概念① 合成コントロール:ドナープールの凸結合で対照群を作る
処置を受けていない州の集まりをドナープールと呼びます。合成コントロール法は、ドナープールの加重平均で処置ユニットの「処置が無かった世界」の軌跡を作ります。
$$
\hat{Y}{1t}^{\text{synth}} = \sum{j=2}^{J+1} w_j, Y_{jt}
\qquad\text{s.t.}\quad w_j \ge 0,\quad \sum_j w_j = 1
$$
重み$w$は、処置前の期間で実測の軌跡に最も近づくよう選びます。
$$
\min_{w}\ \sum_{t < T_0} \Bigl( Y_{1t} - \sum_j w_j, Y_{jt} \Bigr)^{2}
$$
ポイントは、重みに「0以上・合計1」という凸結合の制約を課すことです。ただの回帰(制約なしの最小二乗)でも事前期間には適合できますが、その場合「カリフォルニアを$-0.5$州分」のような解が平気で出てきます。凸結合ならそれが起きません。第一に、ドナーの値の範囲の外へ外挿しないので、事前期間だけ辻褄を合わせた不自然な合成ができにくくなります。第二に、解が単体(重みの合計1の三角形の高次元版)の角に落ちるため重みが疎になり、「フロリダ37%+ニューヨーク36%+イリノイ27%」のように合成の中身をそのまま言葉で説明できます。
もうひとつの柱が事前適合(pre-treatment fit)の規律です。処置前の軌跡をなぞれない合成は、処置後の反事実としても信用できません。合成コントロールでは、まず事前適合の誤差(RMSPE)を確認し、なぞれていなければその対象にこの手法を使わない、が運用の第一歩です。

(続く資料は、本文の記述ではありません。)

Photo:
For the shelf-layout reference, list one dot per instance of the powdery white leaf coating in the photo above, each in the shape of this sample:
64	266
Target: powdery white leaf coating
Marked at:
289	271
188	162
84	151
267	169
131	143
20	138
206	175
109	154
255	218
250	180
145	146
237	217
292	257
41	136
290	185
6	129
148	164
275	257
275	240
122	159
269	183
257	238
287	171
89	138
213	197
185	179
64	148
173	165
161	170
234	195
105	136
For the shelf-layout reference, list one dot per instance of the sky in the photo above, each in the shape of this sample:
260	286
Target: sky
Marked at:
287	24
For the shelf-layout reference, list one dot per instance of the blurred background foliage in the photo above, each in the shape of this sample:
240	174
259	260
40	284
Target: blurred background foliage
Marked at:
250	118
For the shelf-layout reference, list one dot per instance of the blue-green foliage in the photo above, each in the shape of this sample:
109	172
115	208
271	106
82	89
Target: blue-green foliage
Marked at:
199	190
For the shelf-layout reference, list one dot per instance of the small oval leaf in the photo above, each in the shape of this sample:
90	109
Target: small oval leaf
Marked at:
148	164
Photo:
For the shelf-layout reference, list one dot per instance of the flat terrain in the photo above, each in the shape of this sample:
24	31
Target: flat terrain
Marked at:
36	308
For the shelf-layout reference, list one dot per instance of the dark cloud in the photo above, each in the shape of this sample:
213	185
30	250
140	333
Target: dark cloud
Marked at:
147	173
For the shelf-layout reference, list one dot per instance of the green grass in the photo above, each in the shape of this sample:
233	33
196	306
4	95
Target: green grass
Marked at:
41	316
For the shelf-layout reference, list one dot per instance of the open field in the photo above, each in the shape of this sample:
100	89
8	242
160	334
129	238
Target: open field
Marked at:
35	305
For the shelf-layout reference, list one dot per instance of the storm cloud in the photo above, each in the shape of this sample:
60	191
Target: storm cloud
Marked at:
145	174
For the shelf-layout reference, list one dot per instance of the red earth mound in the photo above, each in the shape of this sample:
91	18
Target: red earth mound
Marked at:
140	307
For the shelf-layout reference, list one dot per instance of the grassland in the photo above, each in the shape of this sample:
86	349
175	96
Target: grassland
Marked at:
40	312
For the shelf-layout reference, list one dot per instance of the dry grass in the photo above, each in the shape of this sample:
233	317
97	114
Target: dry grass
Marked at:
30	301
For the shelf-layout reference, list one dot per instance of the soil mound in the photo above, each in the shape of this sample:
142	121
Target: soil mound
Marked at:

なお Abadie, Diamond & Hainmueller (2010) の原式は、アウトカムのラグに加えて共変量も距離に入れ、変数の重み付け行列$V$まで最適化します。今日は Facure の実装流儀に合わせ、事前期間のアウトカムの軌跡だけに適合させる簡略版でいきます。仕組みの芯は同じです。
概念② プラセボ置換検定:標準誤差の代わりに順位で語る
合成コントロールの推定値は「テキサスの乖離」というたった1つの数です。処置ユニットが1つしかないので、標本を増やして標準誤差を縮める、という漸近論の道具立てが最初から立ちません。

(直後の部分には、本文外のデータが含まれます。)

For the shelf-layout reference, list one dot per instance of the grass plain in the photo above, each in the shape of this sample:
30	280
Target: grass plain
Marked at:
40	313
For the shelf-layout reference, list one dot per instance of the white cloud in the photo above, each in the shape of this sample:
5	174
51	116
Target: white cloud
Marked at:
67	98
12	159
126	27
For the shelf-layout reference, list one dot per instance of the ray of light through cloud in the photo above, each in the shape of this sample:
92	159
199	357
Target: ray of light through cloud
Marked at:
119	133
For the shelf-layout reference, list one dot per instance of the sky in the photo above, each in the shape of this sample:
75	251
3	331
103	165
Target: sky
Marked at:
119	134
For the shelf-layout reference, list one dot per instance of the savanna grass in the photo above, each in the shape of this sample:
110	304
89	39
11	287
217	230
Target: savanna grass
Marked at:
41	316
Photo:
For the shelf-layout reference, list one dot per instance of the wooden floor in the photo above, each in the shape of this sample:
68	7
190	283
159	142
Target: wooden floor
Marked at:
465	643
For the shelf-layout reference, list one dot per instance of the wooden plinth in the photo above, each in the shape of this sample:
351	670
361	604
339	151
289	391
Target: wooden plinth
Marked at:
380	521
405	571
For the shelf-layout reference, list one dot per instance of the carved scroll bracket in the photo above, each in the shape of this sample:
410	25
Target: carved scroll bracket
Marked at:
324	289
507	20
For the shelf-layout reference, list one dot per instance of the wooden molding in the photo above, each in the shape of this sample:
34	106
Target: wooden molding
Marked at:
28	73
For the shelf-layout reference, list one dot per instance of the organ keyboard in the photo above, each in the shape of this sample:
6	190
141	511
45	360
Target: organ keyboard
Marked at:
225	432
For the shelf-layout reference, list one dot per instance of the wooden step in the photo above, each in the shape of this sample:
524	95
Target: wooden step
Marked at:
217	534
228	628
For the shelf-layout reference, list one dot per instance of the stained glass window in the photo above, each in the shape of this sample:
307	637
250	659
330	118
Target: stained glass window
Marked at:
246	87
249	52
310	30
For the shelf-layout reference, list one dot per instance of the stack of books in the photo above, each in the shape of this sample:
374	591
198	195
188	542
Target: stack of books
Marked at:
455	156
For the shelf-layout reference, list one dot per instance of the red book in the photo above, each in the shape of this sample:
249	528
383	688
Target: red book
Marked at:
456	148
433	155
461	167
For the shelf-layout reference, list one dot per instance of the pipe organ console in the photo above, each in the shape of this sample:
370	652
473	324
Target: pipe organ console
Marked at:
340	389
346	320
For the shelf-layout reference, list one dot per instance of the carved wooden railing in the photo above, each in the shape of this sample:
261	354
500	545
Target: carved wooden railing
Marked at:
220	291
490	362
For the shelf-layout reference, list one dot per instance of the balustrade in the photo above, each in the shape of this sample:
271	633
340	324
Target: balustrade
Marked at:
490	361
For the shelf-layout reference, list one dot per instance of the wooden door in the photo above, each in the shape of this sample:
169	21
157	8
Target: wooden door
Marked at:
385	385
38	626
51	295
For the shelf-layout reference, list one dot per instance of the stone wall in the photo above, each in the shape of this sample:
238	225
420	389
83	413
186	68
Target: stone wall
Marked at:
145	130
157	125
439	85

ここで Day 5 のFisherが戻ってきます。鋭い帰無仮説「処置の効果はどの州にも一切無い」が正しいなら、テキサスが処置されたことに意味はなく、どの州に処置ラベルを付け替えても同じ分析ができるはずです。そこで、ドナープールの各州を順に「処置された州」とみなして同じ手続きを回します。これがプラセボ置換検定です。効果が無いはずの州でも、事前適合の誤差やノイズで処置後の乖離はゼロにはなりません。その「偶然でも出る乖離」の束の中で、本物のテキサスの乖離が何位に来るかを数えます。テキサスが51州中1位なら、帰無仮説のもとでたまたま1位を引く確率は $1/51 \approx 0.020$。これがこの設計のp値です。

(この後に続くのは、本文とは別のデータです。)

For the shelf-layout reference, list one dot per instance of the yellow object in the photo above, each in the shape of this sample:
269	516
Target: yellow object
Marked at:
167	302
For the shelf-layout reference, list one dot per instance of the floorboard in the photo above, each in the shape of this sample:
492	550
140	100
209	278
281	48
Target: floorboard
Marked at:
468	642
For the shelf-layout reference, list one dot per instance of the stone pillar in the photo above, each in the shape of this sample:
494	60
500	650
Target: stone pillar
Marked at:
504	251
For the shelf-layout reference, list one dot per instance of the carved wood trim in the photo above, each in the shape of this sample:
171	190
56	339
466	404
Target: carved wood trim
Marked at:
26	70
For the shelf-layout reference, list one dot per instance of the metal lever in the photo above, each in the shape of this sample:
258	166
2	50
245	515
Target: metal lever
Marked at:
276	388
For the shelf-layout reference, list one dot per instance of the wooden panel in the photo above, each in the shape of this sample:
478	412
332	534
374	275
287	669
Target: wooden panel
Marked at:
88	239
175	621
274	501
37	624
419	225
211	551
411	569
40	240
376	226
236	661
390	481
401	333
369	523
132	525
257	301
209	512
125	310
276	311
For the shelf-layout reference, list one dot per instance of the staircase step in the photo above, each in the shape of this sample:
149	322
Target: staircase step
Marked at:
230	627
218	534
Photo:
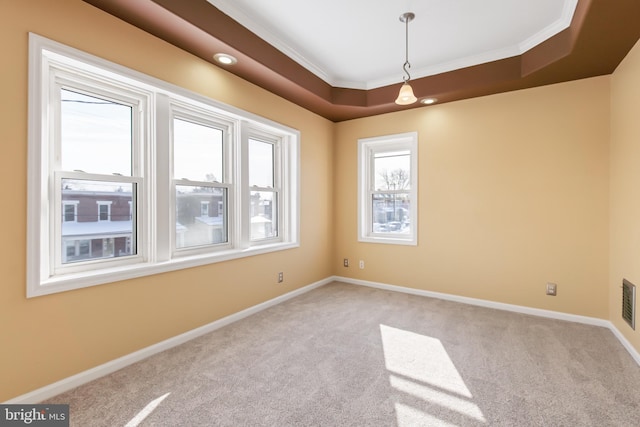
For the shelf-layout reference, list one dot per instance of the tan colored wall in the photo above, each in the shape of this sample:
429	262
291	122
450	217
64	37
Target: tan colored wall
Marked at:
49	338
513	193
625	188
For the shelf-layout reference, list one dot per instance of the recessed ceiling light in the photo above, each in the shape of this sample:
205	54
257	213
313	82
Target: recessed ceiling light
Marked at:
428	101
225	59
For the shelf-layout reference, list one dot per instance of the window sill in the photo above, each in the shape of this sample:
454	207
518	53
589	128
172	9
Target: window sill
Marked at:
68	282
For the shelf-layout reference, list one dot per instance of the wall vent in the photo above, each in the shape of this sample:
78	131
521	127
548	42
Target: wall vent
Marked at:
629	303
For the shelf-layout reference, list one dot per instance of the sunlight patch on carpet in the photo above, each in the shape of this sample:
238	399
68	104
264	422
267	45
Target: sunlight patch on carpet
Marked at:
420	367
151	406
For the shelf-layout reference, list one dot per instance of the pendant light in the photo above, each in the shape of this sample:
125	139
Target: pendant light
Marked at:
406	96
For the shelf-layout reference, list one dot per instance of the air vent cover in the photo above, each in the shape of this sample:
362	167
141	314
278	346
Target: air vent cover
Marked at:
629	303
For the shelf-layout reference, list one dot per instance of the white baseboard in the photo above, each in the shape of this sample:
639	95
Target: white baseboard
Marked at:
84	377
501	306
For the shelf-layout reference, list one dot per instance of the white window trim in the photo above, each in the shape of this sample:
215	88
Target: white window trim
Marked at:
155	242
367	147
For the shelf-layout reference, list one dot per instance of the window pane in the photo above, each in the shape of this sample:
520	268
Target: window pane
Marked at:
195	224
392	171
69	213
88	237
260	163
197	152
264	215
391	213
96	134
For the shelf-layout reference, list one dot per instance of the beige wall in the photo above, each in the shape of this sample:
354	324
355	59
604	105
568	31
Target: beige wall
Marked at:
513	193
49	338
625	188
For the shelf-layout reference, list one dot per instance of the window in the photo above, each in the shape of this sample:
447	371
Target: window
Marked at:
263	187
104	211
129	175
388	189
70	210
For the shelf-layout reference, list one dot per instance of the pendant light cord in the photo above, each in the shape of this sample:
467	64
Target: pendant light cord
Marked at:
406	65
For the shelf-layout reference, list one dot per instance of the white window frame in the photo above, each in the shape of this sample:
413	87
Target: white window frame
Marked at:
367	148
153	207
279	170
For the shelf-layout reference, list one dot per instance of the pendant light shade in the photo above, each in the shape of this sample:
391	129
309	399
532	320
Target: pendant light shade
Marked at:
406	96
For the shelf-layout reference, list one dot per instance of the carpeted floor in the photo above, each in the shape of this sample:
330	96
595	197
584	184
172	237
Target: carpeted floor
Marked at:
345	355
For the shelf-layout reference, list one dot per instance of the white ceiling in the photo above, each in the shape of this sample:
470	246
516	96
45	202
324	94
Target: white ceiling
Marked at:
360	44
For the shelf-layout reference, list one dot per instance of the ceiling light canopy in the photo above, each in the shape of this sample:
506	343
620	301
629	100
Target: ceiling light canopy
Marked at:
225	59
406	96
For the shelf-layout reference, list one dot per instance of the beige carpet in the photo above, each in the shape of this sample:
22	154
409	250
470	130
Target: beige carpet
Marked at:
344	355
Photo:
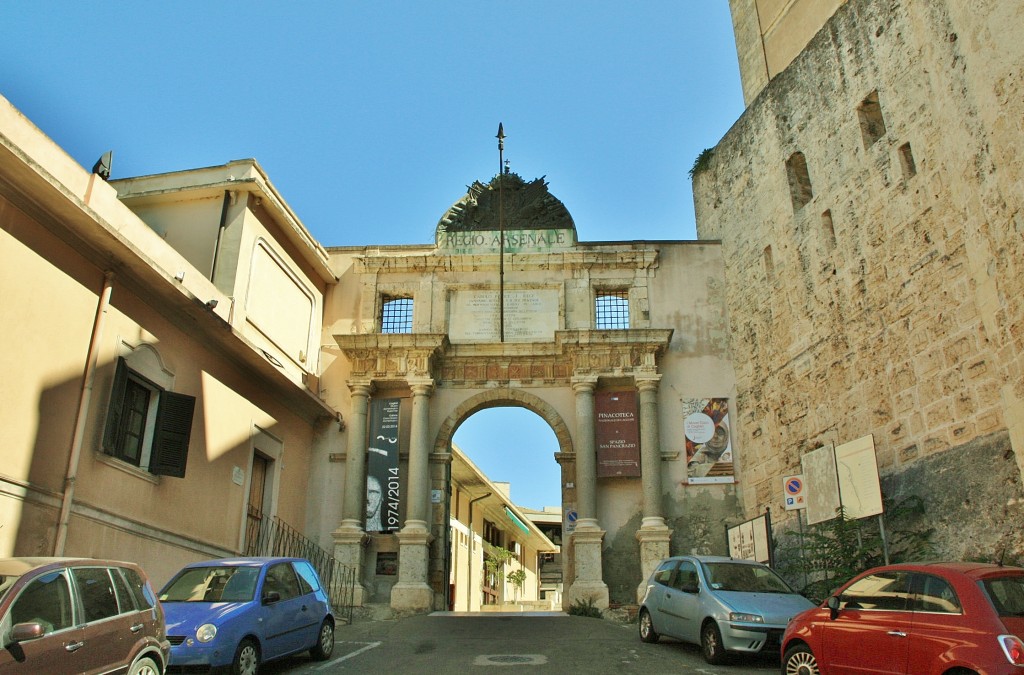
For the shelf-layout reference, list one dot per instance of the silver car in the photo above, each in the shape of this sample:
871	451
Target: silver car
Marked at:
720	603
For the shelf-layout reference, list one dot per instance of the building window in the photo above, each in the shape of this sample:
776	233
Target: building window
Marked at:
800	180
147	426
769	264
396	314
872	126
828	229
906	161
611	309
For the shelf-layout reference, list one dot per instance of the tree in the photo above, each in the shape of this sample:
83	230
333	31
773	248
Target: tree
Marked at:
518	579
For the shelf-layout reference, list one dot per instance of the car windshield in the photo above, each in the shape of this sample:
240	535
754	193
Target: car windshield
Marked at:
215	584
1007	593
744	578
6	581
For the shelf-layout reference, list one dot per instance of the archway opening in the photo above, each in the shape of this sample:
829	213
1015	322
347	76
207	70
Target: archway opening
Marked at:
506	515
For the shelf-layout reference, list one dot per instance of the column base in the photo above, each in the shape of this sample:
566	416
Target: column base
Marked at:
413	594
653	537
349	549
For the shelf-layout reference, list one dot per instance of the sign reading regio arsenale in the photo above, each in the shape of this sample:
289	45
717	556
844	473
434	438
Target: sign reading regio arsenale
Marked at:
530	315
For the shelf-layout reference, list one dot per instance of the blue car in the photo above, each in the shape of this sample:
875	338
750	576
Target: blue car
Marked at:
233	614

Day 5 で置いた規律もそのまま効きます。順位を測る統計量(処置後の平均乖離か、RMSPE比か)は事前に1つ決めてコミットします。いくつも試して一番小さいp値を選ぶのは反則です。これは後半で実際に効いてくるので、覚えておいてください。
手を動かす①:ドナープール50州から凸結合の重みを最適化
データは texas です。1980年、テキサス州は受刑者が起こした訴訟(Ruiz v. Estelle)に敗れ、過剰収容の解消を連邦裁判所に監督される立場になりました。当初は仮釈放を増やして収容数を調整していましたが、1993年、Richards 知事のもとで約10億ドルの刑務所建設計画が動き出し、収容能力は3年で概ね2倍になります。処置は「1993年の刑務所拡張」、アウトカムは州ごとの黒人男性の収監者数( bmprison )です。データは51ユニット(50州+ワシントンDC)×1985〜2000年の16年分で、処置前の期間は8年あります。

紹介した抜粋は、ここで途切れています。